Models are mediocre solo consumers: they skim, paraphrase and confidently miss the one subtle thing that actually matters. Humans are still better at deciding which three paragraphs in a 40‑page spec are load‑bearing. But as soon as you treat the model as a stochastic code monkey with a compiler, test suite, linter and some static tooling strapped to its back, it suddenly looks a lot more like “creation with a very fast feedback loop” than “consumption at scale”.
The interesting leverage isn’t that AI can read more stuff than you; it’s that you can cheaply instrument your system (tests, properties, contracts, little spec fragments) and then let the model grind through iterations until something passes all of that. That just shifts the hard work back where it’s always been: choosing what to assert about the world. The tokens and the code are the easy part now.
This might make it into this week's https://hackernewsai.com/ newsletter.
> No human could read all of this in a lifetime. AI consumes it in seconds.
And therefore it's impossible to test the accuracy if it's consuming your own data. AI can hallucinate on any data you feed it, and it's been proven that it doesn't summarize, but rather abridges and abbreviates data.
In the authors example
> "What patterns emerge from my last 50 one-on-ones?" AI found that performance issues always preceded tool complaints by 2-3 weeks.
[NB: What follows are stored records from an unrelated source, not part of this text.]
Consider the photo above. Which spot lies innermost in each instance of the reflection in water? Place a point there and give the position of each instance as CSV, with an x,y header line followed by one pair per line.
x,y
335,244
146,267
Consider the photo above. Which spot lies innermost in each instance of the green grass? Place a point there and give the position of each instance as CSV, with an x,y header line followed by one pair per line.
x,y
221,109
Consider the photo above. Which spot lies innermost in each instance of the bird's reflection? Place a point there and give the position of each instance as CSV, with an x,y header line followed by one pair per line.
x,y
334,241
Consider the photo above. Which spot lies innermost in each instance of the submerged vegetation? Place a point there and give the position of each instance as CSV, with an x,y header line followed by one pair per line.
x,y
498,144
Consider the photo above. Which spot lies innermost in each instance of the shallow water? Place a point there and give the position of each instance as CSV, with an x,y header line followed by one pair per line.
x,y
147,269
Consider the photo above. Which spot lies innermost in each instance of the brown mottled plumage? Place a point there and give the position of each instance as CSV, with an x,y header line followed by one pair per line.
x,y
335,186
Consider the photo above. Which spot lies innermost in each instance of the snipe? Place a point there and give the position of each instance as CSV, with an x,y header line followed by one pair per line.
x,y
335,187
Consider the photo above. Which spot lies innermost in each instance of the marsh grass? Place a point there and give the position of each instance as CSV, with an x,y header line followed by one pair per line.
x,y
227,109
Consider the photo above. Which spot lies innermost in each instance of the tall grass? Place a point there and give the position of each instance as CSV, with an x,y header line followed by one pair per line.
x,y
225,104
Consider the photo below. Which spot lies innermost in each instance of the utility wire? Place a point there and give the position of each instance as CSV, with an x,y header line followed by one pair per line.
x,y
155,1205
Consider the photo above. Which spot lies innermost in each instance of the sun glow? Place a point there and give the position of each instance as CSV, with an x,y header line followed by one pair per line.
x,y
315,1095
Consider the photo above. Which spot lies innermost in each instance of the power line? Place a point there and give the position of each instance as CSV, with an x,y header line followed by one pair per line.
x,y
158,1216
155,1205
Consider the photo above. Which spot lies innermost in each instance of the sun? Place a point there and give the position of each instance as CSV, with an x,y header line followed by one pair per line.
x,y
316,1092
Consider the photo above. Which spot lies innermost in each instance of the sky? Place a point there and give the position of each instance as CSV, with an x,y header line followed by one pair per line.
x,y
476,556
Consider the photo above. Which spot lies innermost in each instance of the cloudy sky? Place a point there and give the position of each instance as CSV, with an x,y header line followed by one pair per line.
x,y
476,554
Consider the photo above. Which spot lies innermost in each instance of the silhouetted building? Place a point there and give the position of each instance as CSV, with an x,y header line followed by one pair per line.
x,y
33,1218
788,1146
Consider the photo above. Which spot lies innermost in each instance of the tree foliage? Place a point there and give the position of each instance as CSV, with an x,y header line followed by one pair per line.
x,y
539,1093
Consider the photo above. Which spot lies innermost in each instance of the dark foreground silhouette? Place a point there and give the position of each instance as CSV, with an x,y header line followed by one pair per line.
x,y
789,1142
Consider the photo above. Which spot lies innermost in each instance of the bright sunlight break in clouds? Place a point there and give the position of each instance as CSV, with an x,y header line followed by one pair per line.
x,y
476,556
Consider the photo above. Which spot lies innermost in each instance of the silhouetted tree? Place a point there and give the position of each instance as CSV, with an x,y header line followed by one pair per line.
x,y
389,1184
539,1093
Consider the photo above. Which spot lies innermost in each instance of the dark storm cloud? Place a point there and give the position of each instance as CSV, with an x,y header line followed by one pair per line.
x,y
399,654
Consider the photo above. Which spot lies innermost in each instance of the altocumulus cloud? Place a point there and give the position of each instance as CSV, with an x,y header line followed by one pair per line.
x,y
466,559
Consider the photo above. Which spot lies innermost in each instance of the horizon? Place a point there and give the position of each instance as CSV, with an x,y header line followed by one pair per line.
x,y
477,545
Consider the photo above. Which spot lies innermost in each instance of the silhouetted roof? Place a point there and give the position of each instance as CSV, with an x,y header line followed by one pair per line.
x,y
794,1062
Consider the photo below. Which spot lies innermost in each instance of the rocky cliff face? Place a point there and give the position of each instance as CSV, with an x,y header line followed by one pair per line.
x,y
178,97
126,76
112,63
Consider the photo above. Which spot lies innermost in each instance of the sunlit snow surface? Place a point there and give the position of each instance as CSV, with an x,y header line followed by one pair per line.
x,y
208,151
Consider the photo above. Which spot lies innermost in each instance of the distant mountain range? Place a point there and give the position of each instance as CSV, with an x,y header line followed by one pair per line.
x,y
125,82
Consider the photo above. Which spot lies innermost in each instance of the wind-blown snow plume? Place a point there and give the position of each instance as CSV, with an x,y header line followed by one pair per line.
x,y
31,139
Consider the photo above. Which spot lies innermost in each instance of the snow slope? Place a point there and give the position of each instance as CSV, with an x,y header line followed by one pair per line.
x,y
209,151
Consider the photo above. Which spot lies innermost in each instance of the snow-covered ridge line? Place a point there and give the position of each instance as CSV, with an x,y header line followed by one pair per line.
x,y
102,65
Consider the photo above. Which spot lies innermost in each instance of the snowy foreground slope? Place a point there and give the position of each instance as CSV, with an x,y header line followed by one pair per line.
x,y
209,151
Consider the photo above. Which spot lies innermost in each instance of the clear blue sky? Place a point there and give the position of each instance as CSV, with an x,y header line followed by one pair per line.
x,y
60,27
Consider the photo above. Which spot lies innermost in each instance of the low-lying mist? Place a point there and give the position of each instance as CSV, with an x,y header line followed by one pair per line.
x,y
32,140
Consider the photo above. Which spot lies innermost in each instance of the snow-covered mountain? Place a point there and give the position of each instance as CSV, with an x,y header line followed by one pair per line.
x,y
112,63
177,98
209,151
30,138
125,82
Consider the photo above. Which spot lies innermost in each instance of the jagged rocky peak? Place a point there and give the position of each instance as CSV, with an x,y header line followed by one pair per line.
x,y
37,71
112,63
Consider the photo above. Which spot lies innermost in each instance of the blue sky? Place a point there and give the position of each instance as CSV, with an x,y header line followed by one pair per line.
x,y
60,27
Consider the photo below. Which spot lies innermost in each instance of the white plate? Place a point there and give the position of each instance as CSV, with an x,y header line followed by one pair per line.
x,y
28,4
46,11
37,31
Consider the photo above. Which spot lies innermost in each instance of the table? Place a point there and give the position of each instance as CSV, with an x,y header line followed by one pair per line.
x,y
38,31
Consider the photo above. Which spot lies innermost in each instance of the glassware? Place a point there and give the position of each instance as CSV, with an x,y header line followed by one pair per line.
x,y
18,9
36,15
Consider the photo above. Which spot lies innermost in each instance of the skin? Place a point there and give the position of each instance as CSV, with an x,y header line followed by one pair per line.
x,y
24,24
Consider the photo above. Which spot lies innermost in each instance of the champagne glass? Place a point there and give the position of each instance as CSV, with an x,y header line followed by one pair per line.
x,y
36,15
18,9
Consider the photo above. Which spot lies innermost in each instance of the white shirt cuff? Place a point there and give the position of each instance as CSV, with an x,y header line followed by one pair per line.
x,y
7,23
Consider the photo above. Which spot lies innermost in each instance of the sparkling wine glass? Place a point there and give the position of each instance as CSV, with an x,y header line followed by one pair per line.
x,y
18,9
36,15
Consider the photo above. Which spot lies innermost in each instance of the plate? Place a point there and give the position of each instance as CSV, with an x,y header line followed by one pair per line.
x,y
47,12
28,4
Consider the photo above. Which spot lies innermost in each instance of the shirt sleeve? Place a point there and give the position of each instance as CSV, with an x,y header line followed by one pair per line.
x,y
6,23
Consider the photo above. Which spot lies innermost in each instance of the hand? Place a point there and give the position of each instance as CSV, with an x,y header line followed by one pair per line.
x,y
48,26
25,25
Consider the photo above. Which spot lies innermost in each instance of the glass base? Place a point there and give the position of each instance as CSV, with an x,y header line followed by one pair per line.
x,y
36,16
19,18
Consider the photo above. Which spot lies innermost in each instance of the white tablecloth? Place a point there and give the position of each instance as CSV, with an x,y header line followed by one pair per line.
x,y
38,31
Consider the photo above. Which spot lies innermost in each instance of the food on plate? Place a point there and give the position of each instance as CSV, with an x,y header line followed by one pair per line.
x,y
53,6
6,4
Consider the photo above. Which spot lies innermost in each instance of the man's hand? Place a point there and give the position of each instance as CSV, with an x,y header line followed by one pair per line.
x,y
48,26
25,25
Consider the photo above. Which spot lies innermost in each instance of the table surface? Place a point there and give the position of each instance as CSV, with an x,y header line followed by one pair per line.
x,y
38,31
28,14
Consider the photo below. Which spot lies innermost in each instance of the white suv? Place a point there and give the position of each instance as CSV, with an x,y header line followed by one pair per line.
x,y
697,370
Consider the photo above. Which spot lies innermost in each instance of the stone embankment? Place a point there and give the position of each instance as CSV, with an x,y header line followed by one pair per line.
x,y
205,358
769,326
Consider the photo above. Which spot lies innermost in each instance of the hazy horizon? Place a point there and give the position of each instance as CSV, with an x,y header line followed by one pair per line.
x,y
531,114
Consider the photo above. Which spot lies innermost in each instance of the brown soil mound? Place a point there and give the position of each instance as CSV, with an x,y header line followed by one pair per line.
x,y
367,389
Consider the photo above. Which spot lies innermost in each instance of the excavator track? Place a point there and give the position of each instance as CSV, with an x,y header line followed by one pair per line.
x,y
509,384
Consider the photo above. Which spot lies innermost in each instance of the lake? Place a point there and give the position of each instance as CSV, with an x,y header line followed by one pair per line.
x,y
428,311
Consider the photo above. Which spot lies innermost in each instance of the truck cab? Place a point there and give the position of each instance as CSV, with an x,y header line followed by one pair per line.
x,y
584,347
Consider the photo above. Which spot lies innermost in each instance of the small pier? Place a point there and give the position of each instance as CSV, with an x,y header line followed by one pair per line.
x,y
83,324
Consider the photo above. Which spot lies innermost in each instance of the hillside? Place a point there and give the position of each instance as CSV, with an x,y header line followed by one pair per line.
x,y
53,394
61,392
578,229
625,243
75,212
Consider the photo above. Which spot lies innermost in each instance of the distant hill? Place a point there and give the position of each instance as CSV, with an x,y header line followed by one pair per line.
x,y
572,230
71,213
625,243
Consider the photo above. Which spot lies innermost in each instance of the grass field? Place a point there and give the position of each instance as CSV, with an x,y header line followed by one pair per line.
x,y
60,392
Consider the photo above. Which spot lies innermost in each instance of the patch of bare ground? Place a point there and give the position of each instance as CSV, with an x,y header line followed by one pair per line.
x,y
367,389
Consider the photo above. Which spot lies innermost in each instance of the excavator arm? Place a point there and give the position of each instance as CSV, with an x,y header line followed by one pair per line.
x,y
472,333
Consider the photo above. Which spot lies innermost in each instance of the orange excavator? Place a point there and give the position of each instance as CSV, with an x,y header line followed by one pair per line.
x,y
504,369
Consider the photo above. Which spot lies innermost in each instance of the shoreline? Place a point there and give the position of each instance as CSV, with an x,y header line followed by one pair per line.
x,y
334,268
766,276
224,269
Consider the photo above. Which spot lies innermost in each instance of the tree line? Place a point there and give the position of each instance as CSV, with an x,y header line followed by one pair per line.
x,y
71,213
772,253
I'd never connected those dots.
Maybe that's a pattern from 50 one-on-ones. Or maybe it's only in the first two and the last one.
I'd be wary of using AI to summarize like this and expecting accurate insights
I often see things like this and get a little bit of FOMO because I'd love to see what I can get out of this but I'm just not willing to upload all these private documents of mine to other people's computers where they're likely to be stored for training or advertising purposes.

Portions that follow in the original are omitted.